Windsor Triathlon has always been on my ‘triathlon to do list’. Last weekend I made the trip down to compete in the Olympic distance and see what all the fuss was about. I was not disappointed. With the castle looking down on transition and the run taking in the town centre and castle gardens it really was a splendid place to race, not to mention a dip in the famous Thames to start the race off.
I travelled down on the Saturday as it was too far to travel on the day, and I wanted to be in the best shape to compete. Arriving the day before allowed me to rack my bike, check out all the transition areas and get a good idea of the various discipline routes. I also managed a 30min run in the evening and ran most of the run route. All the prep was done, and I was ready for race morning on the Sunday.
06.24am was my start time in the Thames (think that is the earliest I have ever started a race) and at that time the water was not looking overly warm, still it was not raining, and the air felt mild. I had entered myself in the quickest wave of the day which was called the ‘sub 2hr 30 wave’. The river was moving fast with all the recent rain and I would say 70% of the swim was with the flow and the remaining 30% against the flow. The hooter went and very quickly the wave got spread out and with the sun bouncing off the river it was very difficult to sight buoys or athletes. The turn point seemed to take a long time to appear in my sight, eventually it did and as I turned to come home, I got cramp in both calves. The only thing I could do was tread water and try to release them, then I turned on to my back but still nothing released. It stopped me in my tracks. Eventually the left one released but the right was not budging. On getting to the exit of the swim (somehow) and out on the steps I still had cramp, once I got on the tarmac section to enter transition I manged to do the usual grabbing of the toes and all the other weird moves you do and eventually the right came back to me. With 2 aching calves I was off running and into transition.
Over the mount line with my bike and on with the 40km cycle. The cycle leg seemed to be over in a flash. With this being such a big event and waves off every 4 minutes from 6am (sprint distance athletes even earlier in the water) there was always a steady stream of bikes to pass and dodge. The course was relatively flat until the last 10km where it was undulating as you approached the city again and down into transition. As I dismounted and ran over the mount line, I took the most direct route to my spot in transition (which was huge with over 2000 athletes competing). The legs felt OK other than the aching from the cramp, I felt like they were still good to run but also knew that I needed to manage them a little as I did not want cramp again.
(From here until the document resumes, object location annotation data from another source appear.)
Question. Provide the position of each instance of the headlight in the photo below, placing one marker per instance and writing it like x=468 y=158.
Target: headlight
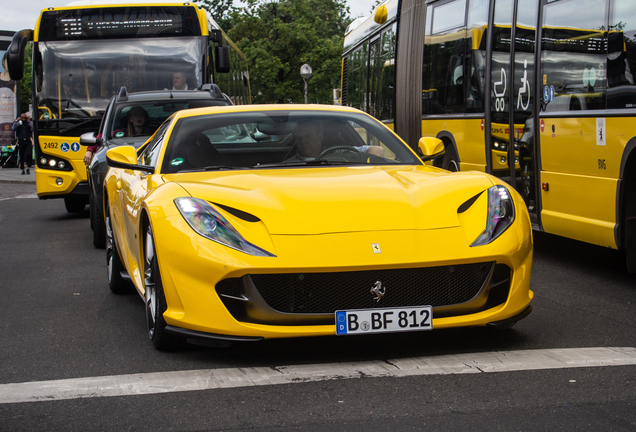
x=501 y=214
x=209 y=223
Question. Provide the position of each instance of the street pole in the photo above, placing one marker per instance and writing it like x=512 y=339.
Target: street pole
x=305 y=73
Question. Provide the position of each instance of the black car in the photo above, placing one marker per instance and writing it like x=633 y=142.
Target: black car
x=130 y=119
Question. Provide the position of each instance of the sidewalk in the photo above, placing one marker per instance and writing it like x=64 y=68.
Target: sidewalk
x=12 y=175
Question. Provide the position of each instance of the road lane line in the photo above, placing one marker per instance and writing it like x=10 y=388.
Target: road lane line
x=207 y=379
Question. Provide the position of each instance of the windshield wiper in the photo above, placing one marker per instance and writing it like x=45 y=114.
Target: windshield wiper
x=316 y=162
x=214 y=168
x=75 y=126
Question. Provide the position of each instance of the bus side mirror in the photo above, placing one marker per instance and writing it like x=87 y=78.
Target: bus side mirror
x=222 y=57
x=125 y=157
x=15 y=53
x=430 y=148
x=90 y=139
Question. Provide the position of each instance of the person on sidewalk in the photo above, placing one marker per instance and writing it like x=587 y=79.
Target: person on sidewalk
x=23 y=128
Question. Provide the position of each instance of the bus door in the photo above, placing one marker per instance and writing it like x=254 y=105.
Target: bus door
x=581 y=132
x=373 y=74
x=512 y=102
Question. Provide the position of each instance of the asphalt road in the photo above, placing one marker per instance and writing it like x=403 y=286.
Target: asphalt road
x=59 y=321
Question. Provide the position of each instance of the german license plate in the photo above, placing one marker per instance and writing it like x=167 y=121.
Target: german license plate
x=361 y=321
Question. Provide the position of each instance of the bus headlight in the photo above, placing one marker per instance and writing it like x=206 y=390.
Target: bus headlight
x=501 y=214
x=54 y=163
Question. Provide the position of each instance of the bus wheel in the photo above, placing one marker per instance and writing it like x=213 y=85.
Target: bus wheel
x=98 y=225
x=74 y=203
x=116 y=282
x=450 y=161
x=155 y=300
x=630 y=243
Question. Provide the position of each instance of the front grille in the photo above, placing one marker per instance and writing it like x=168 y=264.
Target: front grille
x=316 y=293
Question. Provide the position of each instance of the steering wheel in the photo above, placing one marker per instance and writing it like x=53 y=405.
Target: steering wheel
x=348 y=149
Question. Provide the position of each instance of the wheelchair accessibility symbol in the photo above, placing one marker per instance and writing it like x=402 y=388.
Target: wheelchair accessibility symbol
x=499 y=88
x=525 y=89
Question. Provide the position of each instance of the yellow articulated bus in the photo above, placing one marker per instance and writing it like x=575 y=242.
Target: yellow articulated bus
x=541 y=93
x=84 y=53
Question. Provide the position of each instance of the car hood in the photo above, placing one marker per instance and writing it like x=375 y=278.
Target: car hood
x=313 y=201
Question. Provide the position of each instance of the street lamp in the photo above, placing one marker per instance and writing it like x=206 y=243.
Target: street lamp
x=305 y=72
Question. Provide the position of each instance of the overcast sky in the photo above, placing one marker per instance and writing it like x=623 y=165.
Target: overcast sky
x=21 y=14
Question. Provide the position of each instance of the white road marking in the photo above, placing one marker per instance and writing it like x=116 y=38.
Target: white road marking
x=21 y=196
x=167 y=382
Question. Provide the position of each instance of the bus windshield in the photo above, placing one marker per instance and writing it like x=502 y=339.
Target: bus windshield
x=76 y=79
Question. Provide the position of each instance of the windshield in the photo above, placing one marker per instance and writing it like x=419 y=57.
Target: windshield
x=76 y=79
x=141 y=119
x=281 y=139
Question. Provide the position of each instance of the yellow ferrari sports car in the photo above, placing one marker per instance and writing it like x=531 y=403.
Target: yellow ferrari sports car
x=243 y=223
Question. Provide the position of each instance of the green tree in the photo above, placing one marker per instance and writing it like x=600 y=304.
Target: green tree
x=278 y=37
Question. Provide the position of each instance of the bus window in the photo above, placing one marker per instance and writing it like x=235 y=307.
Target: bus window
x=446 y=55
x=621 y=58
x=387 y=75
x=574 y=51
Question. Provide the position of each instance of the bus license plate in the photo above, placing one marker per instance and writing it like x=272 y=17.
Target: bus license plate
x=360 y=321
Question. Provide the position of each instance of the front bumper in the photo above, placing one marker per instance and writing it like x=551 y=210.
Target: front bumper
x=192 y=269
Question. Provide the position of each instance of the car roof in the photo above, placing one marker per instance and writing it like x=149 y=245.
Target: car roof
x=177 y=95
x=268 y=108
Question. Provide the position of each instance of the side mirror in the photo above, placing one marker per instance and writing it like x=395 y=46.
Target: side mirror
x=90 y=139
x=125 y=157
x=430 y=148
x=222 y=57
x=15 y=53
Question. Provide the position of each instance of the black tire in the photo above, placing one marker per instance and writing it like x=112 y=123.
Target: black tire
x=74 y=203
x=98 y=225
x=155 y=300
x=114 y=266
x=450 y=161
x=91 y=207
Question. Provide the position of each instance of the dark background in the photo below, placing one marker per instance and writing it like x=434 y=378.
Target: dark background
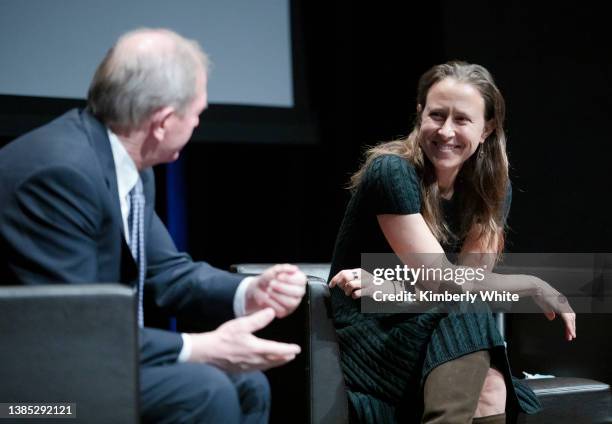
x=358 y=67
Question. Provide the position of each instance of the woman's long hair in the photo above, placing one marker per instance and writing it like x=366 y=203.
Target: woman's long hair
x=483 y=179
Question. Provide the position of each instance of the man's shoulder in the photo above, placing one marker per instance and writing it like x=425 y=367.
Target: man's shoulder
x=63 y=142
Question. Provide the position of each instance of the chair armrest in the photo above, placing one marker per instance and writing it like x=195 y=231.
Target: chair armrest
x=71 y=343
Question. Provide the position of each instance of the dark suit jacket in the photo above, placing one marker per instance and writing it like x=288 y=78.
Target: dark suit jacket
x=60 y=222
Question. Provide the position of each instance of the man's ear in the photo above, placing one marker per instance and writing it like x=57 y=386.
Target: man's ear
x=159 y=122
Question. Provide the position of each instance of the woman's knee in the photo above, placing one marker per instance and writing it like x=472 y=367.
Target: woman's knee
x=492 y=398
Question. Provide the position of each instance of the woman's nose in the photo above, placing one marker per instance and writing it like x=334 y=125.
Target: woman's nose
x=447 y=130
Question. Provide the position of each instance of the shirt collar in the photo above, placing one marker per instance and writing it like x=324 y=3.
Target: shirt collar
x=127 y=173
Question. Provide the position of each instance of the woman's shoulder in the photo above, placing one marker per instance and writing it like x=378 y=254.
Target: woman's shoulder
x=389 y=167
x=391 y=163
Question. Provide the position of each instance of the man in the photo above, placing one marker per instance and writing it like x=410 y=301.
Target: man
x=77 y=200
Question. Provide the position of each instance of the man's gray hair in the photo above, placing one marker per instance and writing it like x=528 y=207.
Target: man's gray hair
x=133 y=82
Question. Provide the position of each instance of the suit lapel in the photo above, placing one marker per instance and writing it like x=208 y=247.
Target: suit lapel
x=98 y=138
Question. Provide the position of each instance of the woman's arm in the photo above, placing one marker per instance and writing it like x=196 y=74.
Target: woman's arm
x=410 y=237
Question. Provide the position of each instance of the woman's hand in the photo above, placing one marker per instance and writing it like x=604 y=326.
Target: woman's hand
x=349 y=281
x=552 y=302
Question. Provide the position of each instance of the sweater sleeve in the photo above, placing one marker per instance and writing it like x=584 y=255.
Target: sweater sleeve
x=392 y=186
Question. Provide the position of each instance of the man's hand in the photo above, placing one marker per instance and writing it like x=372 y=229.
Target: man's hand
x=280 y=287
x=234 y=348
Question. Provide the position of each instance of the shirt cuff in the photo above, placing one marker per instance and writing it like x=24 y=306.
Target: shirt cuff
x=239 y=297
x=186 y=349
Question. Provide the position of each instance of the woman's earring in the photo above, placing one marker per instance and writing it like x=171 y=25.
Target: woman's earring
x=481 y=152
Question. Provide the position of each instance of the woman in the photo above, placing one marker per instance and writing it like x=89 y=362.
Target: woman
x=444 y=188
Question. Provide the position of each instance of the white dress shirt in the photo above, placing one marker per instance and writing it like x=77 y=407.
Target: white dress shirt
x=127 y=177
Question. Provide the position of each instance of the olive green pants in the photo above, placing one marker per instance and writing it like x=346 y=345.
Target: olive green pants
x=452 y=390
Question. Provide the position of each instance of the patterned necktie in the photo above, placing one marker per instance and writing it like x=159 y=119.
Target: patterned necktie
x=136 y=230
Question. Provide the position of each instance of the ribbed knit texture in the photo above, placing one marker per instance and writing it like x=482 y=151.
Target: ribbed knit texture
x=386 y=357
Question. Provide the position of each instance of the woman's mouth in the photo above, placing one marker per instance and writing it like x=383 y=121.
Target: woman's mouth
x=446 y=147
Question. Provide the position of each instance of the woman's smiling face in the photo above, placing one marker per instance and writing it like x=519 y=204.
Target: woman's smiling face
x=452 y=125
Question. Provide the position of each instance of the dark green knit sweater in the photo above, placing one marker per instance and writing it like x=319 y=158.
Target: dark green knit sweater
x=385 y=358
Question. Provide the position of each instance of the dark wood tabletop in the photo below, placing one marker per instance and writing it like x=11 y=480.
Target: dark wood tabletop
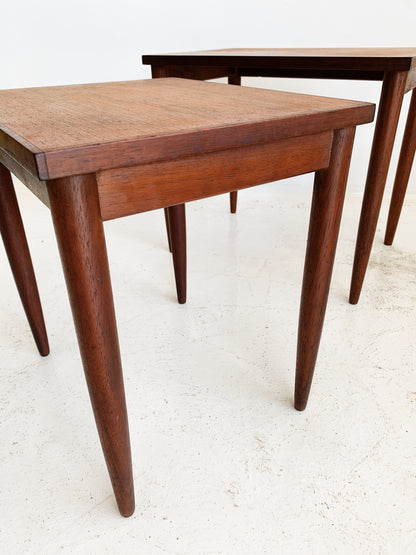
x=60 y=131
x=103 y=151
x=373 y=59
x=394 y=67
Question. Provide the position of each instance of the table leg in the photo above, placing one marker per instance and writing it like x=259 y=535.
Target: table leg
x=326 y=210
x=166 y=210
x=15 y=243
x=388 y=116
x=177 y=227
x=234 y=79
x=80 y=236
x=404 y=167
x=175 y=224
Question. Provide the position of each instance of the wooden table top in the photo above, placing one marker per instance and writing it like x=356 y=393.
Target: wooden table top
x=377 y=59
x=68 y=130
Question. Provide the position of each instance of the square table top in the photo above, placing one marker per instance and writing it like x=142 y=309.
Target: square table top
x=68 y=130
x=376 y=59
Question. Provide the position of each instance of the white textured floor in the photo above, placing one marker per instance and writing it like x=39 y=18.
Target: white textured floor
x=223 y=464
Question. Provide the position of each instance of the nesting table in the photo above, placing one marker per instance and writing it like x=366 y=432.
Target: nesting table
x=395 y=67
x=101 y=151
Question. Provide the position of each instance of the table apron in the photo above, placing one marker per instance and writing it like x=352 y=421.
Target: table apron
x=127 y=191
x=214 y=72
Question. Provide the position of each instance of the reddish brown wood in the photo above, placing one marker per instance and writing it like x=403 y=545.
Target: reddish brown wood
x=404 y=167
x=176 y=231
x=234 y=79
x=80 y=235
x=177 y=224
x=158 y=144
x=364 y=62
x=390 y=104
x=168 y=231
x=125 y=191
x=326 y=210
x=14 y=238
x=391 y=65
x=137 y=122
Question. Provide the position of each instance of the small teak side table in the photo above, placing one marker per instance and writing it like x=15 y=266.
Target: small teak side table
x=395 y=67
x=102 y=151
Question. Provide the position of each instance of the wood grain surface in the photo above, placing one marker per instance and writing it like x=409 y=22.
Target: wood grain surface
x=384 y=59
x=63 y=131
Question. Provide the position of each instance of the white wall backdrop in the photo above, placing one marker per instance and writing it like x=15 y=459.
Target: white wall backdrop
x=59 y=41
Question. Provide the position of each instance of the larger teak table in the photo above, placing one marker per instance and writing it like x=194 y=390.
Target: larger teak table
x=395 y=67
x=96 y=152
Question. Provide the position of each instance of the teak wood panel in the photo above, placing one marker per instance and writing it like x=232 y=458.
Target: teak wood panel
x=61 y=131
x=373 y=59
x=127 y=191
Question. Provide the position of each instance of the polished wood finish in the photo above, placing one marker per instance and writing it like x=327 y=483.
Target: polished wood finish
x=234 y=79
x=353 y=59
x=404 y=167
x=396 y=67
x=177 y=226
x=326 y=210
x=149 y=123
x=126 y=191
x=15 y=244
x=388 y=116
x=79 y=231
x=159 y=144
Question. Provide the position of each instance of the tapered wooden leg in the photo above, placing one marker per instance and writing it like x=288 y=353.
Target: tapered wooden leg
x=326 y=210
x=234 y=79
x=166 y=210
x=404 y=167
x=177 y=226
x=14 y=238
x=388 y=116
x=80 y=235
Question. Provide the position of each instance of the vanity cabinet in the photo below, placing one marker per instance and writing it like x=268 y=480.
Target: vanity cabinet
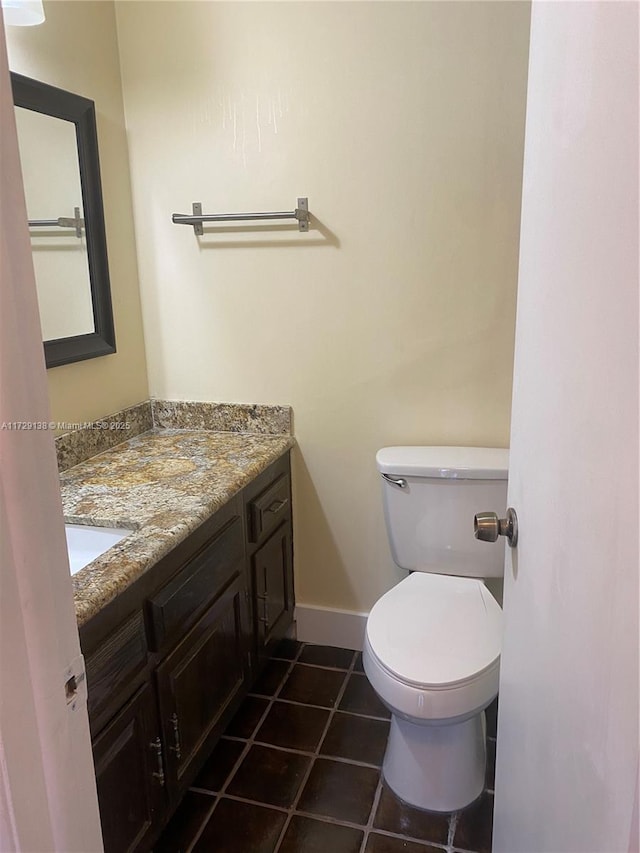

The run consisted of 3 laps taking you up into the town, passed the castle and on to the famous long walk within the castle grounds. With support on the street and people cheering you on it did give you that boost that you sometimes need – although at the time you may not know it. Again, like the bike there were plenty of runners to contend with all on different laps and doing different distances. I was flowing and I knew I was in a good rhythm, but I did not actually feel that fast. The legs held out for me and I managed to pick off people in my wave (you could tell by their numbers) and finish strong down the finishing straight. Overall time was 2hrs 22mins….and a few seconds. Very happy with the time and my overall performance. You can always analyse and pick holes but other than the cramp which really was out of my hands it was a well-executed race.
Not sure on my races for 2020 but I think this one might get on the shortlist!